Every morning in a lab, we rely on one thing: funding. Without money, there is no work. Two new court fights are changing that reality, and here at the University, we are already caught in it.
In February, the National Institute of Health (NIH) announced a sudden cap on indirect costs: the money that keeps labs running by paying for staff, equipment, and utilities. It dropped the cap to 15%, significantly below what most universities need to cover their actual expenses. UR joined a group of 12 universities to sue the NIH, warning the cuts would damage research programs across campus.
In April, Rochester filed another suit, this time against the Department of Energy, over similar limits on research funding. The University said the change could cost up to $25 million in lost support. By September, UR reported at least twenty terminated federal grants, totaling $9 million in losses. That is not a policy debate — it is stalled research, frozen hiring, and real people caught in the middle.
These local fights echo what’s been happening on a national level. As an example, the Environmental Protection Agency ended its Environmental and Climate Justice Block Grant program earlier this year, and tribes, nonprofits, and local governments sued, saying the agency broke the law by cutting the program without proper review. During the Appalachian Voices v. EPA case, on Sept. 25, a federal judge denied their request to keep funds active while the case proceeds, saying that the defendants did not show “irreparable harm.” This decision matters because it sets a precedent: while lawyers prepare appeals, the research stays on hold. . For scientists this results in lost data, scattered teams, and broken community projects that may never recover.
The second case on the national stage, American Public Health Association v. National Institutes of Health, went to the Supreme Court. The Court ruled that if grantees want to recover money from terminated grants, they cannot sue in a regular federal court. Instead, they must go through the Court of Federal Claims, a small court that handles contract disputes. That court cannot order agencies to restart programs; it can only issue payment after years of hearings. The message to scientists is simple: you can be paid later, but your work will still die now.
This new legal map means agencies can cut research funding midstream and face little short-term pushback. It means researchers at universities like ours can successfully navigate the challenges of winning a federal grant and still lose funding before the project is done. Moreover, it means students and researchers have to fight in slow courts that move long after experiments, studies, and degrees have ended.
Research cannot halt cleanly. A five-year study often cannot pause for two years at the demand of a court. You cannot restart a long-term health trial or climate survey and expect to fill in the blanks. Winning a check years later will not rebuild the time and effort lost.
Universities are trying to resist. UR’s lawsuits show that campuses are not staying silent. However, the cases also reveal the limits of that fight. The courts have decided that harm must be “irreparable” before they step in, but anyone who has ever done research knows that if a project ends early, the harm is permanent. The law may not see it that way, but science does.
For students, this is not an abstract problem. If you are an undergraduate hoping to work in a lab next semester, that lab might not have funding. If you are a graduate student, your stipend often depends on a grant that could be cut. If you are an early-career faculty member, you could lose your lab before you even earn tenure. Behind every policy memo is a student, a salary, and a career.
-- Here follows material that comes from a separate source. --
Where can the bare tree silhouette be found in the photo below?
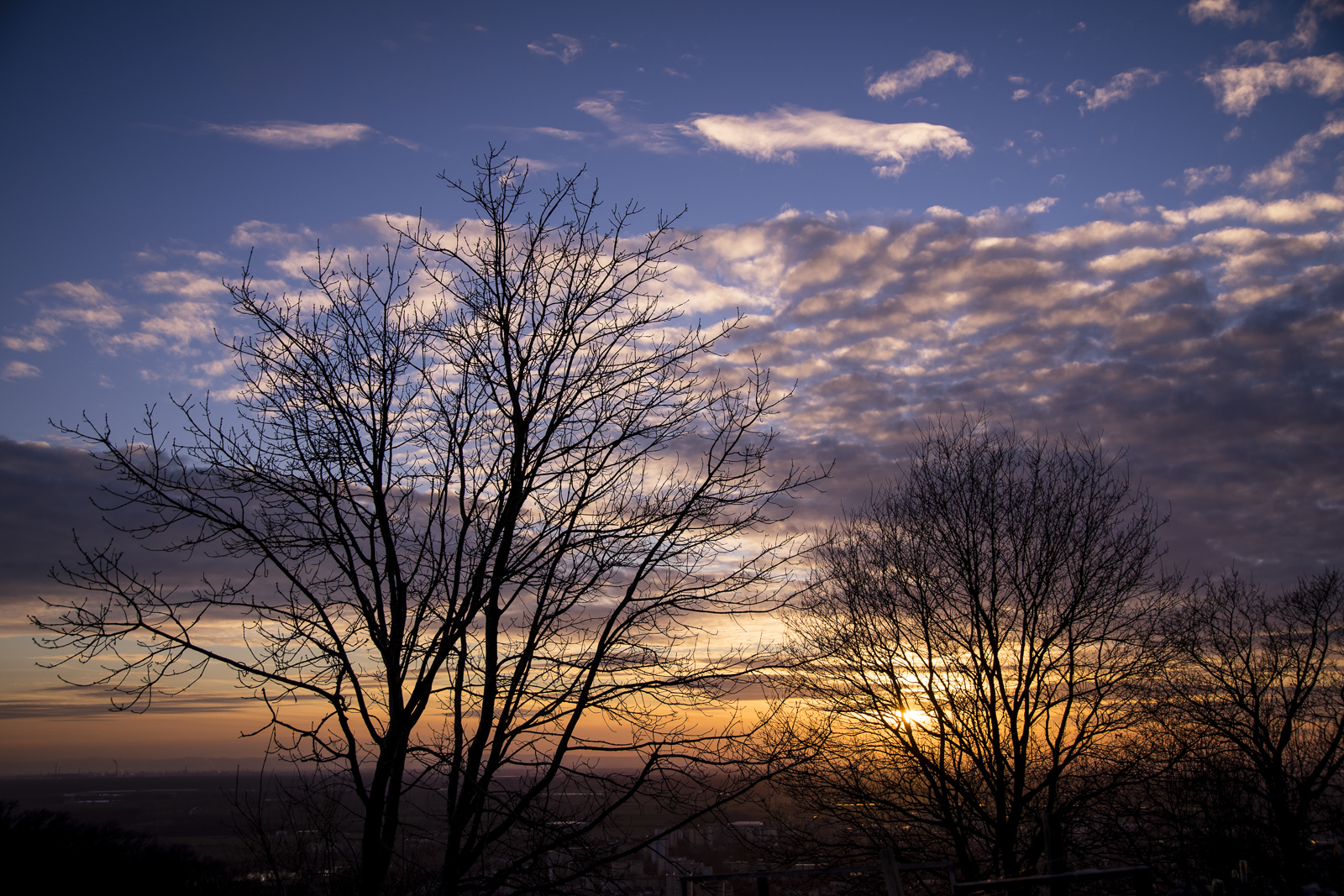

The next few months will decide whether these lawsuits succeed or fade. The D.C. Circuit Court will rule on the Appalachian Voices appeal. The Court of Federal Claims will begin to see new cases based on the NIH decision. UR’s lawsuits are still in progress, and the outcomes will determine whether research can be protected or if science will continue to be treated as a contract dispute.
This issue is bigger than just one school or field. When courts decide how research money flows, they decide what questions get answered. Climate, health, and technology studies depend on stable grants. If that stability disappears, the discoveries do too. For now, the best we can do is pay attention. Students and faculty should ask how the University plans to protect its research programs. Congress should intervene to ensure that federal agencies cannot cancel grants without due process. Universities should prepare to bridge funding gaps and defend their researchers.
The science we do in our labs, classrooms, and field sites deserves better than being dictated by court calendars. The University should not have to fight in Court to keep doing research — but right now, that is precisely where the future of research is being decided.